# E-mini trading



## zengin (9 August 2007)

Hi All
I was wondering if any one done the E mini index seminar/ Courses that has been offered in Melbourne ( there is one this Saturday) I like to know if E mini trading is the real deal and can I use any broker and also whatis the difference between Emini's and normal index trading.


----------



## SevenFX (9 August 2007)

*Re: E mini trading*



zengin said:


> 1. if E mini trading is the real deal and
> 
> 2. can I use any broker
> 
> 3. and also whatis the difference between Emini's and normal index trading.




Welcome to ASF Zengin.

I'm new to emini's as they're been dubbed.

I have been trading the mini SPI's (mini 200 forwards) with IG and they are $5AU per contract per point.

A normal SPI contract would cost you $25 per point.

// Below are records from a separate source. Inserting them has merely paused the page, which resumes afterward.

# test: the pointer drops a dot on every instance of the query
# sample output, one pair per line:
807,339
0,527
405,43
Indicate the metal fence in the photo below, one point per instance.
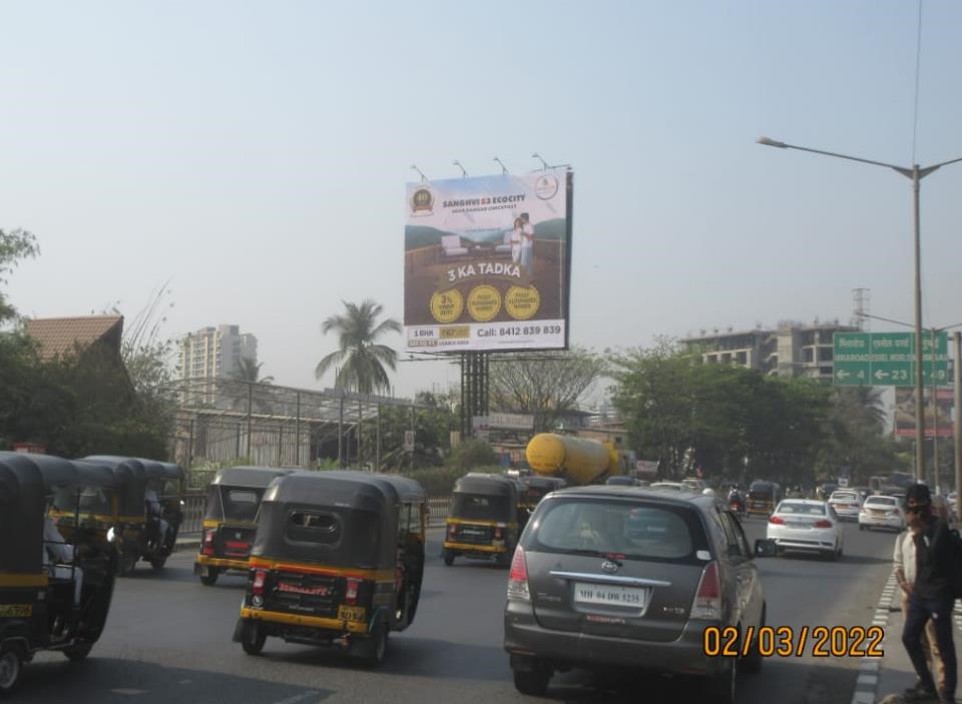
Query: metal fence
220,421
196,506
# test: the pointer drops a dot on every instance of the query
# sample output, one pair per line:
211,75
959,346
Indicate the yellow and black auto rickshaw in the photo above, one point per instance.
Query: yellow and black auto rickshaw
338,560
230,521
763,496
150,509
54,594
484,521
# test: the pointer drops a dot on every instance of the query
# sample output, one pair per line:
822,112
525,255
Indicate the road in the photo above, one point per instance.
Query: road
168,640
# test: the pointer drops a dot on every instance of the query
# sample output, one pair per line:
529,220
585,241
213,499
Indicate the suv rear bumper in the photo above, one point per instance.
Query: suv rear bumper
526,640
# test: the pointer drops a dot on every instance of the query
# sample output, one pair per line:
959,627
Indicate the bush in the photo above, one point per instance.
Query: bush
472,453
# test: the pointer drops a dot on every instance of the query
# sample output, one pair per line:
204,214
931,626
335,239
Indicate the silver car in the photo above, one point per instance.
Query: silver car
611,576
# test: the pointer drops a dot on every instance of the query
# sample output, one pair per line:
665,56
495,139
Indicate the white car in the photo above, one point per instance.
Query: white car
881,512
806,526
847,503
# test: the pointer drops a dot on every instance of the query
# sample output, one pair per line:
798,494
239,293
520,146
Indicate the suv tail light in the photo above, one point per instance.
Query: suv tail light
518,577
350,594
707,603
207,547
260,578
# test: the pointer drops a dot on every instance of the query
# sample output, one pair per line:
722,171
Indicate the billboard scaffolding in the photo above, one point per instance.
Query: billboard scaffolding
488,262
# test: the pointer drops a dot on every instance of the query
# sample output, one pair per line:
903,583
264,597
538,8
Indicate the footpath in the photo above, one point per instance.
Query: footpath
893,673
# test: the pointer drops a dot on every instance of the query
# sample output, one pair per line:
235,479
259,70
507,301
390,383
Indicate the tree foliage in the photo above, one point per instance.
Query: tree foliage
734,422
360,360
15,246
544,385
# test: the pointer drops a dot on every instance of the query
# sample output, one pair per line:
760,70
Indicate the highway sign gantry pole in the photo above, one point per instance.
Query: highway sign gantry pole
916,174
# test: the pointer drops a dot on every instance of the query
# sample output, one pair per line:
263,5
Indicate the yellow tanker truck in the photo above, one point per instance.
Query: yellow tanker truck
579,460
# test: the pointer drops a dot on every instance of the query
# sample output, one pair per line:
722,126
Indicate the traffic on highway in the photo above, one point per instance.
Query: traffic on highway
304,586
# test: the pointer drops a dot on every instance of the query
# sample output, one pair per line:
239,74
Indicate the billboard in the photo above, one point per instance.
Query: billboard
905,412
487,263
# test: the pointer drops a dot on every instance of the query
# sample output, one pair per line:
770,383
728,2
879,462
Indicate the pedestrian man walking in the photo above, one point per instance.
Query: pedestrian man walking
930,597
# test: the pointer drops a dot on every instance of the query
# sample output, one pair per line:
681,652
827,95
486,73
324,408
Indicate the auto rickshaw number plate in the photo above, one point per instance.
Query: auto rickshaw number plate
351,613
16,610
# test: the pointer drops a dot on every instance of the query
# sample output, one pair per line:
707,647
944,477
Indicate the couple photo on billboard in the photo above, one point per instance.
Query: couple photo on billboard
487,262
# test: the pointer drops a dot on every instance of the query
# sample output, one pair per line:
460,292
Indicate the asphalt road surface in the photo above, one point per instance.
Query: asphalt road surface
168,641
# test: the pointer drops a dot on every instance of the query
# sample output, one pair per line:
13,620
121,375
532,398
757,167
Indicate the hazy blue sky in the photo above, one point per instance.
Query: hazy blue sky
255,154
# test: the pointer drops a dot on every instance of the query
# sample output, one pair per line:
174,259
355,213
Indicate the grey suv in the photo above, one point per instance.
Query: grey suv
612,576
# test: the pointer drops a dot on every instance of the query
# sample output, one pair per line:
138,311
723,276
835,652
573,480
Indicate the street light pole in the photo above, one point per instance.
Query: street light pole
916,174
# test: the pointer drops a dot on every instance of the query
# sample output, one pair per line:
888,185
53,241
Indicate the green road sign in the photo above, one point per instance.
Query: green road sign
888,359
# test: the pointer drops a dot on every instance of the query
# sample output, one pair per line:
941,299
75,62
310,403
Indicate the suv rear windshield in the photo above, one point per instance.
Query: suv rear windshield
630,529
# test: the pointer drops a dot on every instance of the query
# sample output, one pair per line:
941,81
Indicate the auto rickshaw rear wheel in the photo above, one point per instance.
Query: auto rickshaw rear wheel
372,650
77,653
127,564
253,638
11,665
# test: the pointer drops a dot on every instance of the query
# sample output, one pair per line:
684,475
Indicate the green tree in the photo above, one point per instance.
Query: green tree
544,385
360,360
15,246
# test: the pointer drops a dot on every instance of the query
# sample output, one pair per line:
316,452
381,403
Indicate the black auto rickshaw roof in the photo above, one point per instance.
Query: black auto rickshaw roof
249,477
345,488
135,473
26,480
492,484
367,504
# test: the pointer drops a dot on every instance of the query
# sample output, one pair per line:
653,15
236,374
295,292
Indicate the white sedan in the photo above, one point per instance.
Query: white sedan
806,526
881,512
847,503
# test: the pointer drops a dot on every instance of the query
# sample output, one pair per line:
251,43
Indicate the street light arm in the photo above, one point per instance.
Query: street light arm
783,145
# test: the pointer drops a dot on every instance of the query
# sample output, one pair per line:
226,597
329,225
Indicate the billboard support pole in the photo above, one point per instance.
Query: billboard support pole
957,417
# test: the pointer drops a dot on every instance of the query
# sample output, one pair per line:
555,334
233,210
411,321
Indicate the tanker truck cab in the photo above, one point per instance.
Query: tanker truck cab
483,522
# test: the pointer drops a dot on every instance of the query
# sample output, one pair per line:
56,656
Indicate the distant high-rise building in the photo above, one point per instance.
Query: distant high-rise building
791,349
214,353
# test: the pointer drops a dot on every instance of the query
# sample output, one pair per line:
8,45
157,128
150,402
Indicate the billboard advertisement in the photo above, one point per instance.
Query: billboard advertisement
487,263
905,412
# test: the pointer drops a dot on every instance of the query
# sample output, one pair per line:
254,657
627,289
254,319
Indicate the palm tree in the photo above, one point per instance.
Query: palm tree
360,361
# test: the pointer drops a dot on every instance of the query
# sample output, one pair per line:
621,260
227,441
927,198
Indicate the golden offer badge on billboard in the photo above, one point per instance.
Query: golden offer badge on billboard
484,303
446,306
522,302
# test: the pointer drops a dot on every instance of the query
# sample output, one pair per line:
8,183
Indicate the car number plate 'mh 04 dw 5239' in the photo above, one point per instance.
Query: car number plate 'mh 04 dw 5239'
611,595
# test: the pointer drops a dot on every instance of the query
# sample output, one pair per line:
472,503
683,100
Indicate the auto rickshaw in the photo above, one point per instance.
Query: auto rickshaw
763,496
150,498
484,521
230,522
42,577
92,505
337,560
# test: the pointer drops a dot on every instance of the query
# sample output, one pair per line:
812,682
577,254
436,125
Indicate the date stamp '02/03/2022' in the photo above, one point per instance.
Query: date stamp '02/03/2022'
785,641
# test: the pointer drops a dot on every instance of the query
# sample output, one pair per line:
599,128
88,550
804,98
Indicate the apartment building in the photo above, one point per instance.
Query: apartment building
212,353
789,349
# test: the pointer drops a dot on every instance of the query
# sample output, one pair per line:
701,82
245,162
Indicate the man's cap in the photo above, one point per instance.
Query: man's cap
918,495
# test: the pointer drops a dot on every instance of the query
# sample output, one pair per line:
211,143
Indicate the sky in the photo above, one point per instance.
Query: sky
255,154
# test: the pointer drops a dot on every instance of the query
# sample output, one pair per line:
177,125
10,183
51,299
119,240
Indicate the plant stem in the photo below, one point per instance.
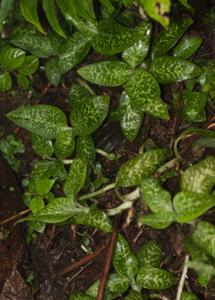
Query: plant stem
183,277
103,190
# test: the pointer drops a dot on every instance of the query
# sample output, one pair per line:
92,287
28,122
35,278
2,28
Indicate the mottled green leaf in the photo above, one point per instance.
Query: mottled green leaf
22,81
52,71
158,220
11,58
87,113
199,178
124,261
157,10
29,66
44,185
42,146
29,12
144,92
44,120
113,38
5,82
130,118
190,205
28,38
74,51
64,144
140,166
85,147
76,177
188,296
155,279
154,196
193,104
150,254
169,69
108,73
204,237
95,218
51,14
187,47
115,286
135,54
169,37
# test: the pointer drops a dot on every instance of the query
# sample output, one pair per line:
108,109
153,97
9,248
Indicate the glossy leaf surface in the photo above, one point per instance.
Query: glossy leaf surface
190,205
107,73
187,47
124,261
135,54
130,117
44,120
199,178
76,177
144,91
150,254
155,279
169,69
142,165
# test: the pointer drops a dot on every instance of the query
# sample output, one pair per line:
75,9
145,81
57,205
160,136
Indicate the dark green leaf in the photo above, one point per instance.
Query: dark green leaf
193,104
74,51
130,118
190,205
95,218
124,261
199,178
187,47
42,146
144,92
169,37
87,113
5,82
157,10
150,254
22,81
204,237
113,38
29,66
50,11
85,148
64,144
158,220
155,279
142,165
44,120
169,69
154,196
108,73
11,58
76,177
135,54
29,12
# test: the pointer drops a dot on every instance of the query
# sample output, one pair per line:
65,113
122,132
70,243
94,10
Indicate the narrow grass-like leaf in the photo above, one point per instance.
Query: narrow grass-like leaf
107,73
142,165
144,92
169,69
44,120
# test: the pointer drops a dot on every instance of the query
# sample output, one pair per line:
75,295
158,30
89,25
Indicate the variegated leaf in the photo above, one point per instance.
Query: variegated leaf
44,120
144,92
199,178
168,69
142,165
107,73
155,279
130,117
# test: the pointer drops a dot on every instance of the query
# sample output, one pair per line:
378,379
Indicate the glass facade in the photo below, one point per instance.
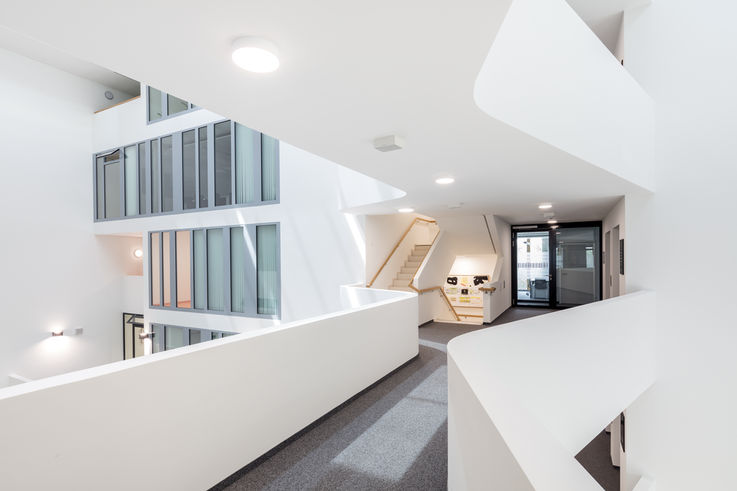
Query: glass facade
224,270
220,164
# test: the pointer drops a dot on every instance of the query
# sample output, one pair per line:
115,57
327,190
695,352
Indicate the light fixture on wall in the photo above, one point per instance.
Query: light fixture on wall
255,54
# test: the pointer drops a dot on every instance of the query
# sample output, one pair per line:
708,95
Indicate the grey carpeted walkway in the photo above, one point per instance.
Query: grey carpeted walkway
392,436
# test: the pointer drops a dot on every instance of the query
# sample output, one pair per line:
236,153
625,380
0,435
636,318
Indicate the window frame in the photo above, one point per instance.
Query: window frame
251,305
177,171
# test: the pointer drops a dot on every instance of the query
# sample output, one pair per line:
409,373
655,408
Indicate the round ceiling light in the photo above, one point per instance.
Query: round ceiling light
255,54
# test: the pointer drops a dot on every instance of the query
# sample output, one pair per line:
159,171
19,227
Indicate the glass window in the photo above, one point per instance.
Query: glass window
157,343
100,191
202,143
155,269
142,177
189,189
223,192
175,104
247,142
155,177
200,270
237,269
167,175
166,263
112,190
184,284
267,273
269,168
131,180
154,104
215,270
176,337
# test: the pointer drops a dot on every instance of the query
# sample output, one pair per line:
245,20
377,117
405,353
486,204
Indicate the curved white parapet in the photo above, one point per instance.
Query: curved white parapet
188,418
525,397
548,75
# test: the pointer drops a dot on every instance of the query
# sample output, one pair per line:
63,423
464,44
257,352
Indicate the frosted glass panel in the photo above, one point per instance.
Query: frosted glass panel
167,174
223,178
184,283
247,144
577,269
237,269
131,180
142,177
156,269
215,270
154,104
202,149
269,167
166,262
155,177
112,190
200,270
267,274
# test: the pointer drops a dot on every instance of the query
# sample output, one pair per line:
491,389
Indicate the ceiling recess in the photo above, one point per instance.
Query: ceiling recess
388,143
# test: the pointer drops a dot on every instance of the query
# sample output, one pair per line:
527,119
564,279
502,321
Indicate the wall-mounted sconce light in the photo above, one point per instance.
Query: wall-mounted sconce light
58,331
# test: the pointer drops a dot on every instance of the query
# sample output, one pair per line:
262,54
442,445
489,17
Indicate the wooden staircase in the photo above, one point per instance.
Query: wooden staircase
407,273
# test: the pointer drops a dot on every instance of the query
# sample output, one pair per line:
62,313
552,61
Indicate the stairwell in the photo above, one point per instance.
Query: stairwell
411,265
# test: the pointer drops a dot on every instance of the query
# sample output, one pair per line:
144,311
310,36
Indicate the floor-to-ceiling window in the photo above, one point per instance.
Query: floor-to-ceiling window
556,265
229,270
219,164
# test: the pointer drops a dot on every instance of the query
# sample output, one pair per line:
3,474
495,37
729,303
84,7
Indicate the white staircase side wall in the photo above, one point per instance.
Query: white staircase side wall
548,75
547,386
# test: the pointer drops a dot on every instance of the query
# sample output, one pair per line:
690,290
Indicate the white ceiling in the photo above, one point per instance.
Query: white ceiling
45,53
350,72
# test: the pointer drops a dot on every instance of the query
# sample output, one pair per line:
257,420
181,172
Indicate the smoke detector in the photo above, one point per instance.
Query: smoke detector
388,143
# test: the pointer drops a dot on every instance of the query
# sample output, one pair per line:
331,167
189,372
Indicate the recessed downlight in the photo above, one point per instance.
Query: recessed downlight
255,54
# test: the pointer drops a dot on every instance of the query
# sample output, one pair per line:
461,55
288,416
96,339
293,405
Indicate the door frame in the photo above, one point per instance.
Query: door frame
552,247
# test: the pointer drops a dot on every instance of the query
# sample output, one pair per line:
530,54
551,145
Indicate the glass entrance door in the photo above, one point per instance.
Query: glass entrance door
556,265
533,267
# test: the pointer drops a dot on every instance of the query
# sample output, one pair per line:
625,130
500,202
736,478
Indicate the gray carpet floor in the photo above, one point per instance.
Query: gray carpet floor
391,436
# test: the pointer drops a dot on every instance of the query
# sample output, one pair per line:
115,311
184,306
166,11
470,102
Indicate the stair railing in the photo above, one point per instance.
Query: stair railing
399,242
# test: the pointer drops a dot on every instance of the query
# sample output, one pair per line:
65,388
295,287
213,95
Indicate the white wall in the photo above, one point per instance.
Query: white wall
525,397
206,410
55,271
547,74
682,432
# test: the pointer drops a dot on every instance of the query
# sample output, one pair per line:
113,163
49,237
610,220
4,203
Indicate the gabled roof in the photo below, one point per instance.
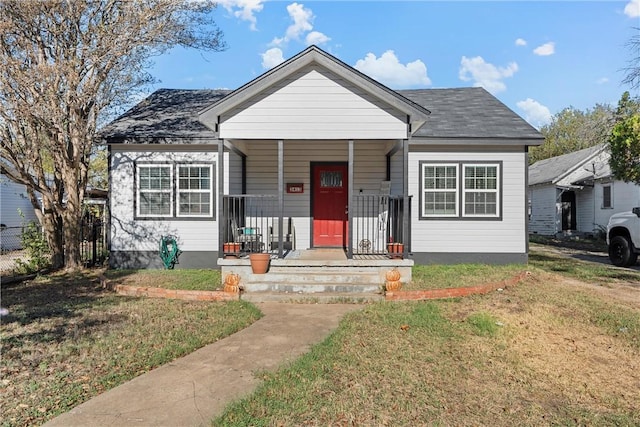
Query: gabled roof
469,113
164,116
554,169
314,55
172,115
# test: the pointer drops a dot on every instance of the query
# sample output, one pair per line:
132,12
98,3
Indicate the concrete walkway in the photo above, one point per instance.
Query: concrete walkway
192,390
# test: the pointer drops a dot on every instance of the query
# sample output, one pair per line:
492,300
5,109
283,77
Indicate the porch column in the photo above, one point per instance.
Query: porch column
280,196
350,205
221,227
405,195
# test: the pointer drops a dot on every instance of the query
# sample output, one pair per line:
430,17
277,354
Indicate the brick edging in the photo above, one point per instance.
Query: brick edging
454,292
147,291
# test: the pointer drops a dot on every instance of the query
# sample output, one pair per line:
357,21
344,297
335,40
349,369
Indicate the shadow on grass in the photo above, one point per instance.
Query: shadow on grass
54,307
584,269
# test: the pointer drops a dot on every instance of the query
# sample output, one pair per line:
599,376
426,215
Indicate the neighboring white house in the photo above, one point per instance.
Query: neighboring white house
309,144
15,211
576,192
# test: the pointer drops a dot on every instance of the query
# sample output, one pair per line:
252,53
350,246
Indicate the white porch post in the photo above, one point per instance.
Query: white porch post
221,225
350,205
405,195
280,196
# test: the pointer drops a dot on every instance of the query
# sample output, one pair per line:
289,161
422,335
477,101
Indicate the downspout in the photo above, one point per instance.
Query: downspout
350,203
220,197
280,196
405,196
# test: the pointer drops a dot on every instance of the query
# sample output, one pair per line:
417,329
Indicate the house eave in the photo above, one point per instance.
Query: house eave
448,140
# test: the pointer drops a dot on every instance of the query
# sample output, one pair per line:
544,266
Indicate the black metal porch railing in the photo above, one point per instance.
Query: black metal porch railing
93,241
378,225
247,223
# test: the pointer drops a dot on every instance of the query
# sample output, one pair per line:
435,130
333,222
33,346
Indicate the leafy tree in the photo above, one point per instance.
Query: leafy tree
572,130
624,142
64,64
632,76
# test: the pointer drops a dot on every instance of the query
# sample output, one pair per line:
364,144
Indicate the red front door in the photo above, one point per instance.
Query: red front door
330,202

Think they are a sudo index from cfd's companies to make it easier (cheaper) to start trading with cfd's

Cheers
SevenFX


----------



## SevenFX (12 August 2007)

I posted something in a another thread that may be of help

If not feel free to ask more, and someone will be happy to respond.
https://www.aussiestockforums.com/forums/showpost.php?p=190102&postcount=5

Cheers
SevenFX


----------



## zengin (14 August 2007)

Thanks SevenFX
I am still trying to get my head around this.
I also posted a tread on the same forum.
Do still only trade Aus 200 or do you go international.


----------